Investing in natural gas today is
similar to buying gold in 1997, before a surge in the precious
metal’s price, according to Jeffrey Gundlach, chief executive
officer of DoubleLine Capital LP.
The chart illustrates his analogy. The chart compares gas-futures
prices on the New York Mercantile Exchange with the price of
gold for immediate delivery 15 years earlier.
Gundlach, whose Los Angeles-based firm runs mutual funds
with $25 billion of assets, said on the call that he’s adding
gas-related holdings to the DoubleLine Multi-Asset Growth Fund.
His remarks were reported by the Business Insider and Pragmatic
Capitalist blogs.

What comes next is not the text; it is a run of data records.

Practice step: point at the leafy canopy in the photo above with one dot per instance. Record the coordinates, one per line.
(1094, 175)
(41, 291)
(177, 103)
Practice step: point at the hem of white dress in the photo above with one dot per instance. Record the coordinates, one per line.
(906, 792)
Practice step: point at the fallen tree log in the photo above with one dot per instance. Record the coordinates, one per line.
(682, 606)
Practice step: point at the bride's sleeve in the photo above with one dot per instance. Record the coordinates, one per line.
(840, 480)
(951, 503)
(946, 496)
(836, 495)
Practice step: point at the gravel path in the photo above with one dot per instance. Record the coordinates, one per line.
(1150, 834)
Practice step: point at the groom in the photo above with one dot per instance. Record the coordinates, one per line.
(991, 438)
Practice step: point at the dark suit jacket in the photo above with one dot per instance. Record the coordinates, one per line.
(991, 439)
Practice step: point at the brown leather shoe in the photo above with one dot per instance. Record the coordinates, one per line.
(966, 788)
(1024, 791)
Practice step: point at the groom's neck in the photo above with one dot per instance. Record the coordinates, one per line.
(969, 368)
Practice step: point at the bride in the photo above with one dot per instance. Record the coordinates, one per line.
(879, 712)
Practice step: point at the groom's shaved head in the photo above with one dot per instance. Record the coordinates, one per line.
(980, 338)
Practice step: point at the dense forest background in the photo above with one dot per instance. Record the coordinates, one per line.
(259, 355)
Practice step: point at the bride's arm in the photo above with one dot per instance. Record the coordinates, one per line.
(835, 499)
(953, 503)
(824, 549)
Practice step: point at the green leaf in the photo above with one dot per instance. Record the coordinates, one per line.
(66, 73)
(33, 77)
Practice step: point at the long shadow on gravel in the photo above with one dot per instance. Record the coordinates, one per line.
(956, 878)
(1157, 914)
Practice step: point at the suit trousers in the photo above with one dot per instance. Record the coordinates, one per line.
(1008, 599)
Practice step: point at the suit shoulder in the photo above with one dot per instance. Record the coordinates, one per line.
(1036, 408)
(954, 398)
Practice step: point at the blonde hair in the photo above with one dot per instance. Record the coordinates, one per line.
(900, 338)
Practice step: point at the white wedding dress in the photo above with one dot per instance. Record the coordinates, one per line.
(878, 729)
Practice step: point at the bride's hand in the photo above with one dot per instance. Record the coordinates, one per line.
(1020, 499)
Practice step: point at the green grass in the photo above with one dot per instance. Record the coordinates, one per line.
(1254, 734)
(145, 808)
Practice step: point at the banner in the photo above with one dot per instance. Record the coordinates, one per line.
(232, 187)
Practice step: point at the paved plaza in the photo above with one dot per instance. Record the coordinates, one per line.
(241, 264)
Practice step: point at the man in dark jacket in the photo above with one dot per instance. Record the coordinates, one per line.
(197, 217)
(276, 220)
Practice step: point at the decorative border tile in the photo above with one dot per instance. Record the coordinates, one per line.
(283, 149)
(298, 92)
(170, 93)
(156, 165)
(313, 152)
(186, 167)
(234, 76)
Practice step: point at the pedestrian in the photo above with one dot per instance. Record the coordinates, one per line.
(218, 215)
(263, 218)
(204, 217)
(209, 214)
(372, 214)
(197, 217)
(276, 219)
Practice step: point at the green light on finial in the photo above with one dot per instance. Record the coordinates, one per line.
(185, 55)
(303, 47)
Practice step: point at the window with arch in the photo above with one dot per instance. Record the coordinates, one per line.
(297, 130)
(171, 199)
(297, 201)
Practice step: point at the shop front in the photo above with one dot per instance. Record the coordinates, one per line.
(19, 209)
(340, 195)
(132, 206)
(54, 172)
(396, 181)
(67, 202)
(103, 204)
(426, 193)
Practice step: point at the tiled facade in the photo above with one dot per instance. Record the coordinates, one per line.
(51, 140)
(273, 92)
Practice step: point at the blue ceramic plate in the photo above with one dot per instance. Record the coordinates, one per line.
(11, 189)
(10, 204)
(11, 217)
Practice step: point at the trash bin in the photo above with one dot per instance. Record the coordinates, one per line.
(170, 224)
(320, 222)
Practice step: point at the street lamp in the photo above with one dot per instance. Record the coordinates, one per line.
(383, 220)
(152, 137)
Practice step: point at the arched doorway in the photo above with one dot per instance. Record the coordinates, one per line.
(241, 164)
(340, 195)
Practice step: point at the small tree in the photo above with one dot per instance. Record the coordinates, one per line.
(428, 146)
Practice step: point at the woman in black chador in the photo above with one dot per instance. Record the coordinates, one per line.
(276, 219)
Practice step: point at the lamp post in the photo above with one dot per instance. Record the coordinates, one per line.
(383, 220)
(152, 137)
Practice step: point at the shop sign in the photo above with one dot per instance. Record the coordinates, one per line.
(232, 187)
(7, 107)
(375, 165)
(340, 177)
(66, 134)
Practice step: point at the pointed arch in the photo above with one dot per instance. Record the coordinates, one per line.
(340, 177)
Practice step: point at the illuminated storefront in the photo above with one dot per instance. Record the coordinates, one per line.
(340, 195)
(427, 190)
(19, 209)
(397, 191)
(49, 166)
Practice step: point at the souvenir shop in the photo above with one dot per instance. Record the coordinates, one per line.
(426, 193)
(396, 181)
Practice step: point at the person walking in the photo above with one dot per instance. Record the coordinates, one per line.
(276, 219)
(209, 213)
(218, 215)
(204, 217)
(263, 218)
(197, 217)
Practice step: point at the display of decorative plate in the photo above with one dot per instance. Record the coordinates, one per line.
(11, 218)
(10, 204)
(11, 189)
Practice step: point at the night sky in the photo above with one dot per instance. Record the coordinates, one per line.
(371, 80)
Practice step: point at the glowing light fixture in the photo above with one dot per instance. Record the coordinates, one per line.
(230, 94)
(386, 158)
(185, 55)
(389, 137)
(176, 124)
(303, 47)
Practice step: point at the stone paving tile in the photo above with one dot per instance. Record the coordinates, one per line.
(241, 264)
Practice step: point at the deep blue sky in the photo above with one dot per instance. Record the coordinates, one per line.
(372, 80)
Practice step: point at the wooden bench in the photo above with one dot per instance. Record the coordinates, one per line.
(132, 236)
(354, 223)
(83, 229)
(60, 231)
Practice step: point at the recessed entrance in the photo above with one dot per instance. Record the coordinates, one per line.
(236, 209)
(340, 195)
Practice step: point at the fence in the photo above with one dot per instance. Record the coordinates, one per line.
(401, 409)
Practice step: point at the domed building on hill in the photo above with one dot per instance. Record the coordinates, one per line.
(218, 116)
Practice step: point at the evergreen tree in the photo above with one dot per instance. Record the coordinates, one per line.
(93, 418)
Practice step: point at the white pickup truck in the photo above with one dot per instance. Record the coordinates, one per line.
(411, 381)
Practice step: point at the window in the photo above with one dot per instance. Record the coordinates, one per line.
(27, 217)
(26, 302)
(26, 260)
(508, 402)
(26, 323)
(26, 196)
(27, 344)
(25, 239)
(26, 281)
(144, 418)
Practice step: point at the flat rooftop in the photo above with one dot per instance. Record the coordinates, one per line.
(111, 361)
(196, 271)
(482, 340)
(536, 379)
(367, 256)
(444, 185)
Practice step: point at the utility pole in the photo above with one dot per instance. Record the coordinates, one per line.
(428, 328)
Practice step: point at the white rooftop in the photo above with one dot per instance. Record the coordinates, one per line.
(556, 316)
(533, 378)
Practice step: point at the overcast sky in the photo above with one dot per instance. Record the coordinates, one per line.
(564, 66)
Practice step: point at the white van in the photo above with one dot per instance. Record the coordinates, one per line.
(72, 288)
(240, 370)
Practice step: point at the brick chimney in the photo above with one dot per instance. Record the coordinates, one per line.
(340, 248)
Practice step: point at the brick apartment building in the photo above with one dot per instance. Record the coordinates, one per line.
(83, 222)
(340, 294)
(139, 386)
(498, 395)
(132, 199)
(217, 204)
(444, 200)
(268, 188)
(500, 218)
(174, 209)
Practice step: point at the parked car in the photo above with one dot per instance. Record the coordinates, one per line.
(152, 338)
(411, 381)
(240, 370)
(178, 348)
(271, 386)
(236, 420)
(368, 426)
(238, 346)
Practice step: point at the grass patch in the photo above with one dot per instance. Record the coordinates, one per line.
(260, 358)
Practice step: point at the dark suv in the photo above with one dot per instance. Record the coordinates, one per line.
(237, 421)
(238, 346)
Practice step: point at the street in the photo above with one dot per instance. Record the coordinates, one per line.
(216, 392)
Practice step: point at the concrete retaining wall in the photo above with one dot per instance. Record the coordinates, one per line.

A recording was unavailable yesterday pending
a compliance review, according to Talkpoint.com, which hosted
the call.
The fund had no more that 4.5 percent of assets in gas and
other energy-related commodities as of March 31, according to
data posted on the DoubleLine website. Hugoton Royalty Trust and
San Juan Basin Royalty Trust, which own stakes in oil and gas
properties, were among its holdings.
Natural gas fell below $2 per million British thermal units
this month on the Nymex for the first time in a decade.
Production increases from U.S. shale formations contributed to
the decline. For the year, gas has lost 35 percent.
As 1997 ended, spot gold traded at its lowest price since
1979. The precious metal retreated 21 percent for the year and
posted losses in each of the next three years. Since then, the
price has risen sixfold, aided by an 11-year winning streak.